Art. 12
(Qualita' del servizio universale)
1. L'autorita' di regolamentazione, al fine di garantire un servizio
postale di buona qualita', stabilisce, sentito il consiglio nazionale
dei consumatori e degli utenti, gli standard qualitativi del servizio
universale, adeguandoli a quelli realizzati a livello europeo,
essenzialmente con riguardo ai tempi di istradamento e di recapito ed
alla regolarita' ed affidabilita' dei servizi . Detti standard sono
recepiti nella carta della qualita' del servizio pubblico postale, ai
sensi dell'articolo 2 della legge 11 luglio 1995, n. 273, e della
direttiva del Presidente del Consiglio dei Ministri del 27 gennaio
1994, pubblicata nella Gazzetta Ufficiale della Repubblica italiana
n. 43 del 22 febbraio 1994.
2. La qualita' per i Servizi transfrontalieri intracomunitari e'
stabilita in conformita' agli obiettivi indicati nell'allegato al
presente decreto.
3. L'autorita' di regolamentazione informa la Commissione europea
circa le norme di qualita' adottate. L'autorita', in presenza di
particolari situazioni di natura infrastrutturale o geografica, puo'
stabilire deroghe agli obiettivi di qualita', comunicandole alla
Commissione predetta ed alle autorita' di regolamentazione dei Paesi
membri.
4. Il controllo della qualita' e' svolto dall'autorita' di
regolamentazione; sulla programmazione della relativa attivita' e'
sentito il consiglio nazionale dei consumatori e degli utenti.
L'autorita' di regolamentazione effettua verifiche su base
campionaria delle prestazioni con regolarita' avvalendosi di un
organismo specializzato indipendente selezionato dall"autorita' di
regolamentazione nel rispetto della normativa in vigore.

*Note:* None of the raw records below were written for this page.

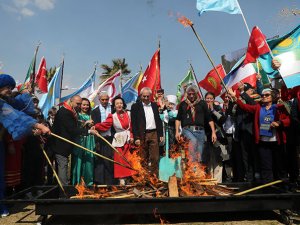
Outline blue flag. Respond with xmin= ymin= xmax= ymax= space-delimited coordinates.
xmin=39 ymin=65 xmax=63 ymax=118
xmin=122 ymin=72 xmax=143 ymax=104
xmin=258 ymin=25 xmax=300 ymax=87
xmin=197 ymin=0 xmax=242 ymax=15
xmin=60 ymin=69 xmax=96 ymax=103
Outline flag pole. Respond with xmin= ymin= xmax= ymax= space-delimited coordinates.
xmin=236 ymin=0 xmax=251 ymax=36
xmin=189 ymin=21 xmax=228 ymax=92
xmin=236 ymin=0 xmax=273 ymax=84
xmin=190 ymin=63 xmax=204 ymax=99
xmin=58 ymin=53 xmax=65 ymax=102
xmin=153 ymin=39 xmax=160 ymax=101
xmin=30 ymin=41 xmax=41 ymax=94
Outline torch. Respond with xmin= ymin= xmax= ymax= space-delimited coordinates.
xmin=178 ymin=16 xmax=228 ymax=92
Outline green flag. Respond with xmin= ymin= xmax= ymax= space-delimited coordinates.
xmin=176 ymin=70 xmax=197 ymax=103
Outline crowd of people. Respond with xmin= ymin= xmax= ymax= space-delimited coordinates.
xmin=0 ymin=61 xmax=300 ymax=216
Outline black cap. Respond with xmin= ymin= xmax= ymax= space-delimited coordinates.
xmin=157 ymin=89 xmax=165 ymax=94
xmin=244 ymin=83 xmax=254 ymax=91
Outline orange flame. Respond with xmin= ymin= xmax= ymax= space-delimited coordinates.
xmin=177 ymin=16 xmax=193 ymax=27
xmin=153 ymin=208 xmax=170 ymax=224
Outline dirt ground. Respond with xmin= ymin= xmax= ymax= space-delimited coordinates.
xmin=0 ymin=204 xmax=300 ymax=225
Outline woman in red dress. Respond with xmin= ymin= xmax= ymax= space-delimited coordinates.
xmin=91 ymin=96 xmax=136 ymax=185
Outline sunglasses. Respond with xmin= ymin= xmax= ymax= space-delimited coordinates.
xmin=261 ymin=94 xmax=271 ymax=98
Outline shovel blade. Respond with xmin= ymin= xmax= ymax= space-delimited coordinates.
xmin=159 ymin=157 xmax=182 ymax=182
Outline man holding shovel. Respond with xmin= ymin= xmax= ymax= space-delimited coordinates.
xmin=131 ymin=87 xmax=164 ymax=175
xmin=175 ymin=85 xmax=217 ymax=162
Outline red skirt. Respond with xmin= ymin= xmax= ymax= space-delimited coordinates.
xmin=114 ymin=144 xmax=136 ymax=178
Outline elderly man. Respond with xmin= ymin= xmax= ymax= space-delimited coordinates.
xmin=91 ymin=91 xmax=116 ymax=185
xmin=53 ymin=95 xmax=87 ymax=185
xmin=131 ymin=87 xmax=163 ymax=175
xmin=175 ymin=85 xmax=217 ymax=161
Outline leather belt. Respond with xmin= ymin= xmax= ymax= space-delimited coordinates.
xmin=184 ymin=126 xmax=203 ymax=131
xmin=145 ymin=129 xmax=156 ymax=133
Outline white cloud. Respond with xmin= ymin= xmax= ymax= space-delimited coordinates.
xmin=0 ymin=0 xmax=56 ymax=17
xmin=20 ymin=7 xmax=35 ymax=16
xmin=34 ymin=0 xmax=55 ymax=10
xmin=13 ymin=0 xmax=30 ymax=8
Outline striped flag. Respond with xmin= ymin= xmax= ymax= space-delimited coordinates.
xmin=60 ymin=68 xmax=96 ymax=103
xmin=39 ymin=64 xmax=63 ymax=118
xmin=88 ymin=70 xmax=121 ymax=105
xmin=122 ymin=72 xmax=143 ymax=104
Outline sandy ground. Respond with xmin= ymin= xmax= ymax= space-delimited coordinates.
xmin=0 ymin=204 xmax=300 ymax=225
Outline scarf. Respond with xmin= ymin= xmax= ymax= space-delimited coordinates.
xmin=63 ymin=102 xmax=78 ymax=120
xmin=185 ymin=98 xmax=200 ymax=122
xmin=297 ymin=90 xmax=300 ymax=112
xmin=259 ymin=104 xmax=276 ymax=137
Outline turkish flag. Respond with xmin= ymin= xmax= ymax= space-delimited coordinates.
xmin=138 ymin=49 xmax=161 ymax=101
xmin=35 ymin=57 xmax=48 ymax=93
xmin=199 ymin=64 xmax=226 ymax=96
xmin=244 ymin=26 xmax=270 ymax=64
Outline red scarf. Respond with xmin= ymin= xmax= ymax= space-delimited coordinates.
xmin=64 ymin=102 xmax=77 ymax=120
xmin=185 ymin=98 xmax=200 ymax=122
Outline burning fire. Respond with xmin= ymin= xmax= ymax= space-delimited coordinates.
xmin=71 ymin=139 xmax=232 ymax=200
xmin=177 ymin=16 xmax=193 ymax=27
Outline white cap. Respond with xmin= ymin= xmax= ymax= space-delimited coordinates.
xmin=167 ymin=95 xmax=177 ymax=105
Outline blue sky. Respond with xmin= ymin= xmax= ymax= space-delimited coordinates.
xmin=0 ymin=0 xmax=300 ymax=94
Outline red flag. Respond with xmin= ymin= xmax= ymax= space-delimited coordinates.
xmin=244 ymin=26 xmax=270 ymax=64
xmin=35 ymin=57 xmax=48 ymax=93
xmin=138 ymin=49 xmax=161 ymax=101
xmin=199 ymin=64 xmax=226 ymax=96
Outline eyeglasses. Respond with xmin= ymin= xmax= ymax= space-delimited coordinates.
xmin=187 ymin=92 xmax=196 ymax=95
xmin=261 ymin=94 xmax=271 ymax=98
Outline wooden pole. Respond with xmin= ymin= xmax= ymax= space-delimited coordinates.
xmin=190 ymin=24 xmax=228 ymax=92
xmin=41 ymin=146 xmax=67 ymax=196
xmin=58 ymin=54 xmax=65 ymax=102
xmin=234 ymin=180 xmax=283 ymax=195
xmin=95 ymin=133 xmax=134 ymax=170
xmin=190 ymin=63 xmax=204 ymax=99
xmin=51 ymin=133 xmax=132 ymax=170
xmin=30 ymin=42 xmax=41 ymax=94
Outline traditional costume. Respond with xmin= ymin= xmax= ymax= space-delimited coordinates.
xmin=95 ymin=112 xmax=135 ymax=182
xmin=72 ymin=113 xmax=95 ymax=185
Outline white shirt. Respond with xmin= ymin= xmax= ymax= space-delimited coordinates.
xmin=99 ymin=104 xmax=111 ymax=137
xmin=143 ymin=102 xmax=156 ymax=130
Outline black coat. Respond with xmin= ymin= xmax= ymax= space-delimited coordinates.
xmin=91 ymin=106 xmax=115 ymax=142
xmin=131 ymin=102 xmax=163 ymax=140
xmin=53 ymin=107 xmax=87 ymax=157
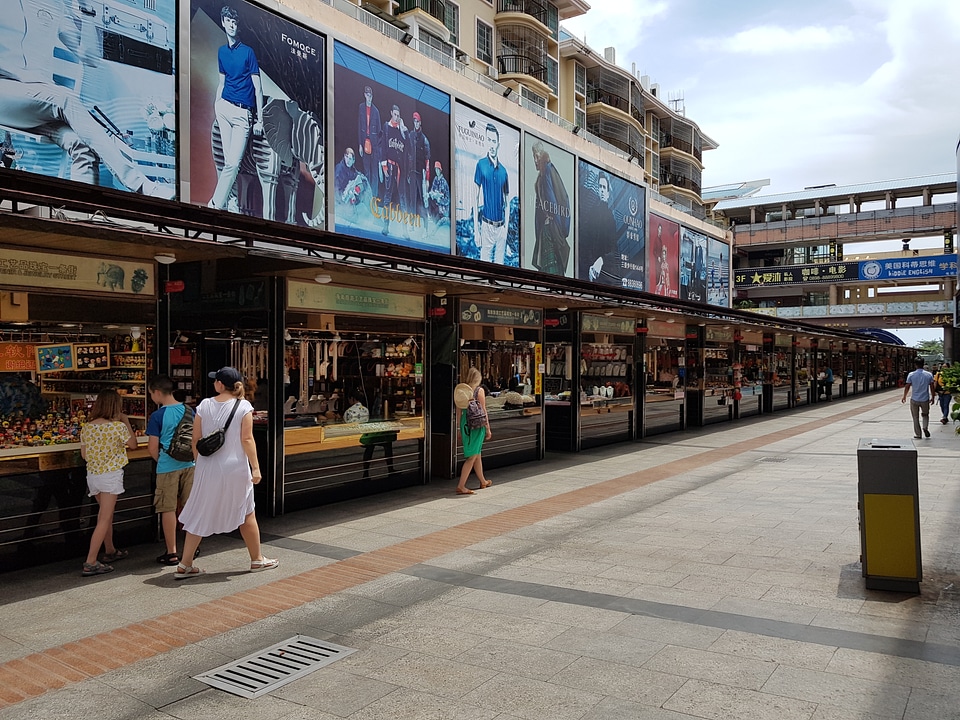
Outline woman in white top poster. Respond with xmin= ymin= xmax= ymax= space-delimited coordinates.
xmin=174 ymin=367 xmax=280 ymax=580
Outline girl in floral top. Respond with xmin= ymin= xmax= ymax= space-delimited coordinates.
xmin=80 ymin=390 xmax=137 ymax=577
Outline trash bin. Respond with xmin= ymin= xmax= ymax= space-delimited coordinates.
xmin=857 ymin=438 xmax=923 ymax=593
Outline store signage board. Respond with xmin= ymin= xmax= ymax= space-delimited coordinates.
xmin=647 ymin=320 xmax=687 ymax=338
xmin=734 ymin=254 xmax=957 ymax=288
xmin=0 ymin=248 xmax=156 ymax=297
xmin=580 ymin=314 xmax=637 ymax=335
xmin=0 ymin=343 xmax=37 ymax=372
xmin=287 ymin=280 xmax=424 ymax=319
xmin=460 ymin=301 xmax=543 ymax=328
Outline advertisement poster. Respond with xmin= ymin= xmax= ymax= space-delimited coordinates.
xmin=680 ymin=225 xmax=707 ymax=303
xmin=647 ymin=214 xmax=680 ymax=298
xmin=333 ymin=42 xmax=450 ymax=254
xmin=0 ymin=0 xmax=177 ymax=200
xmin=190 ymin=0 xmax=326 ymax=228
xmin=577 ymin=160 xmax=646 ymax=290
xmin=454 ymin=103 xmax=520 ymax=267
xmin=707 ymin=238 xmax=730 ymax=307
xmin=523 ymin=135 xmax=575 ymax=277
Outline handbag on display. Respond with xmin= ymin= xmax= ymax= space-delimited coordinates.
xmin=197 ymin=398 xmax=240 ymax=457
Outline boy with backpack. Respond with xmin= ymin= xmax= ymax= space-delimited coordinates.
xmin=147 ymin=375 xmax=194 ymax=565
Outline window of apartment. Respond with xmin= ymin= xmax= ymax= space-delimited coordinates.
xmin=573 ymin=62 xmax=587 ymax=95
xmin=477 ymin=18 xmax=493 ymax=65
xmin=443 ymin=0 xmax=460 ymax=45
xmin=547 ymin=55 xmax=560 ymax=95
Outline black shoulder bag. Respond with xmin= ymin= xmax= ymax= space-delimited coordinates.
xmin=197 ymin=398 xmax=240 ymax=457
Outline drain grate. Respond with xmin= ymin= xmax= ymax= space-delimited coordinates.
xmin=194 ymin=635 xmax=356 ymax=698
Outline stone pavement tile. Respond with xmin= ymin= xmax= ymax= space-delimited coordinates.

Gli oneri
inerenti alla verifica ed alla pubblicazione dei risultati sono a
carico del fornitore del servizio universale. I risultati sono
pubblicati almeno una volta l'anno e, ove necessario, sono prese
misure correttive.
Note all'art. 12:
- Si riporta il testo dell'art. 2 della legge 11
luglio 1995, n. 273:
"Art. 2 (Qualita' dei servizi pubblici). - 1. Con
decreto del Presidente del Consiglio dei Ministri sono
emanati schemi generali di riferimento di carte di servizi
pubblici, predisposte, d'intesa con le amministrazioni
interessate, dal Dipartimento della funzione pubblica
per i settori individuati con decreto del Presidente
del Consiglio dei Ministri, ai sensi dell'art. 5, comma
2, lettere b), e), f), della legge 23 agosto 1988, n. 400,
e riportati nell'allegato elenco n. 2.
1-bis. I decreti di cui al comma 1 tengono conto delle
norme del ''Codice di comportamento dei dipendenti
delle pubbliche amministrazioni'' adottate con decreto
del Ministro per la funzione pubblica.
2. Gli enti erogatori di servizi pubblici, non oltre
centoventi giorni dalla data di emanazione dei decreti
di cui al comma 1, adottano le rispettive carte dei
servizi pubblici sulla base dei principi indicati dalla
direttiva e dello schema generale di riferimento,
dandone adeguata pubblicita' agli utenti e comunicazione al
Dipartimento della funzione pubblica".
- La direttiva del Presidente del Consiglio dei Ministri
27 gennaio 1994 fissa i principi cui deve essere
uniformata l'erogazione dei servizi pubblici.